The vendors who build their database technology on the columnar stores
usually claim that denormalization in such stores leads to better
outcome than in case of the row stores. Our ICE is not an exception
here. This is true especially for the decision support query workloads.
Firstly, adding more columns to a big, denormalized table is less
harmful for the query performance in the columnar stores than in the row
stores, especially for the queries which use only a fraction of all the
columns. Secondly, the columns created during denormalization are
usually expected to have highly repeatable values and, therefore, they
are expected to be easily compressible is the columnar stores.
All this does not mean that denormalization should be always the way to
go in ICE and in other columnar stores. As mentioned in the previous
post, it depends a lot on the business users’ requirements, the expected
ETL overheads, etc. Moreover, it is not always the case that the
above-mentioned benefits are the benefits indeed.
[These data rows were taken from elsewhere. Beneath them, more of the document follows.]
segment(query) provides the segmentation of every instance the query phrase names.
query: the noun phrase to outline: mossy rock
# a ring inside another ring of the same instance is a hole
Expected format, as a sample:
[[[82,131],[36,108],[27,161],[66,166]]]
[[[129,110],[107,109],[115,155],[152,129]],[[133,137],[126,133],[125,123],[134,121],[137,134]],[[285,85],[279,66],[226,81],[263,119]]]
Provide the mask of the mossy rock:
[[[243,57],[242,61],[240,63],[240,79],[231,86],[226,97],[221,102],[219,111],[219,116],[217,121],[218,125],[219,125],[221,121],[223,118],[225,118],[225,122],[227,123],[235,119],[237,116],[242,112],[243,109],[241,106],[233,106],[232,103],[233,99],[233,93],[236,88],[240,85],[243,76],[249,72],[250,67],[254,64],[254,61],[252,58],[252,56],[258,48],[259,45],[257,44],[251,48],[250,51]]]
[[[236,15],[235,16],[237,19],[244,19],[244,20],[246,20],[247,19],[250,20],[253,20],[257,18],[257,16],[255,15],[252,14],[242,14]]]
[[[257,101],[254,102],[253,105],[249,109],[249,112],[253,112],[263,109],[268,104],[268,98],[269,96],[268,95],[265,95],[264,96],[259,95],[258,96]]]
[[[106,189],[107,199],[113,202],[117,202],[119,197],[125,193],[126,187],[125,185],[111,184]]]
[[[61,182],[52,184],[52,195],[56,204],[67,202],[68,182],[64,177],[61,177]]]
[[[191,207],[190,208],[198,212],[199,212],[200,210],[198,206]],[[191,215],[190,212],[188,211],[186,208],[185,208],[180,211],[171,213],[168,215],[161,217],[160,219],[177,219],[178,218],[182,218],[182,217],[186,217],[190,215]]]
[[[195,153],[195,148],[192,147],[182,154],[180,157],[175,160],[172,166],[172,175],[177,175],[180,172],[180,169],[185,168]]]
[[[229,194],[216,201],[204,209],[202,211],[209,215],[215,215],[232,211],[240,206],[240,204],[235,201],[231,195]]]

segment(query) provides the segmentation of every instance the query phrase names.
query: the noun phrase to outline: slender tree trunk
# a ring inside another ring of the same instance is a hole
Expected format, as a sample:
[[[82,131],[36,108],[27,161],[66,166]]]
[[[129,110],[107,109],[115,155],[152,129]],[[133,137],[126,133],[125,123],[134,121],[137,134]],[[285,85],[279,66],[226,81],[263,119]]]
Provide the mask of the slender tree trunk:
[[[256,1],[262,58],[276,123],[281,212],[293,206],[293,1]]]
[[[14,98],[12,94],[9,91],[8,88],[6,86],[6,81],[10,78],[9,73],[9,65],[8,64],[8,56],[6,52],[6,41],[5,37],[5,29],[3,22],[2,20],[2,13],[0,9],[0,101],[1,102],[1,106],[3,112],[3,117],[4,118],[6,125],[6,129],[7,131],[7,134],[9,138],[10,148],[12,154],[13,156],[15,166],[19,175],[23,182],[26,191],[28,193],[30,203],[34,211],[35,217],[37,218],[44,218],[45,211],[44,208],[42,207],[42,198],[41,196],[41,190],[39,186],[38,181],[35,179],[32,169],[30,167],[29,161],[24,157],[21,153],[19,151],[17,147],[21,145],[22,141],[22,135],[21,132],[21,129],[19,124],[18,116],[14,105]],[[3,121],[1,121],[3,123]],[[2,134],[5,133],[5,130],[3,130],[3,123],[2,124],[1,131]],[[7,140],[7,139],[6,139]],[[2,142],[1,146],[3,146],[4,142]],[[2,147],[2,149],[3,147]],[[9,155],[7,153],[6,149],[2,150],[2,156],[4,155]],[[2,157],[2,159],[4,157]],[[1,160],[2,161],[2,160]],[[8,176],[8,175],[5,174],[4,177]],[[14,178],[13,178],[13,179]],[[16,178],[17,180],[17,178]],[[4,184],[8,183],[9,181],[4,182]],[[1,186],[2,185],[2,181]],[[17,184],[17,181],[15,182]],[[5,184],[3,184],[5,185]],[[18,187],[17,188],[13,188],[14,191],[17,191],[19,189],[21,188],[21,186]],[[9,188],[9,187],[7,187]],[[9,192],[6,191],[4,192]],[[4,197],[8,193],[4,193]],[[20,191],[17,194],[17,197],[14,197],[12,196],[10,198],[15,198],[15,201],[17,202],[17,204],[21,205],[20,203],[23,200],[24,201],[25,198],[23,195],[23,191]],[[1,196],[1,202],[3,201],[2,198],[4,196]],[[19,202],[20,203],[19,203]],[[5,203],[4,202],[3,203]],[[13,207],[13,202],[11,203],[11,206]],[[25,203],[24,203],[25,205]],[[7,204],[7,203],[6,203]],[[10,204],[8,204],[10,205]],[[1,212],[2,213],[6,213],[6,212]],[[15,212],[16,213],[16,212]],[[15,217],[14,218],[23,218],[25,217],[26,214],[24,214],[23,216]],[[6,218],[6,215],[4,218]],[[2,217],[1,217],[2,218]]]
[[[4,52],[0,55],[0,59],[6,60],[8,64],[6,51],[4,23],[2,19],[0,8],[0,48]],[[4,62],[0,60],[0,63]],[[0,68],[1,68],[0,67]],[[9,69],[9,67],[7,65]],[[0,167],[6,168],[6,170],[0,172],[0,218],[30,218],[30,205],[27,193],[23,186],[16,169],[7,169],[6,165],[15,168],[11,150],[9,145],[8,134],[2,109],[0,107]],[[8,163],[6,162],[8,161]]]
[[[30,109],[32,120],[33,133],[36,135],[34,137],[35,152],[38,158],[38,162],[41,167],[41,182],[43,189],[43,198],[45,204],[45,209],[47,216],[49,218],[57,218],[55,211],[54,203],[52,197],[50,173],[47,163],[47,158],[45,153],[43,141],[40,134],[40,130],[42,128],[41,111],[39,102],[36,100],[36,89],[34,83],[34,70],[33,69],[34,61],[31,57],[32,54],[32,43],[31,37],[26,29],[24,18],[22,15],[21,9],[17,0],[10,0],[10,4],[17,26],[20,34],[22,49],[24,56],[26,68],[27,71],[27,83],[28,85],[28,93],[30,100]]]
Firstly, it is not
always the case that the columns resulting from denormalization can be
really compressed better enough than the original ones, kept in the
nicely normalized model. Secondly, the higher cost of the access to the
bigger, denormalized data may overpower the benefits coming from the
replacement of the multi-table joins with simpler, single-table queries.
To summarize, denormalization is always worth considering and, in
particular situations, it may provide very good results. However,
denormalization is not going to solve all the problems of the world, no
matter whether the columnar stores or row stores are applied. Everything
depends on the data, the queries, and the database used as the choice
between the row- and column-oriented storage is only one of many
database technology aspects.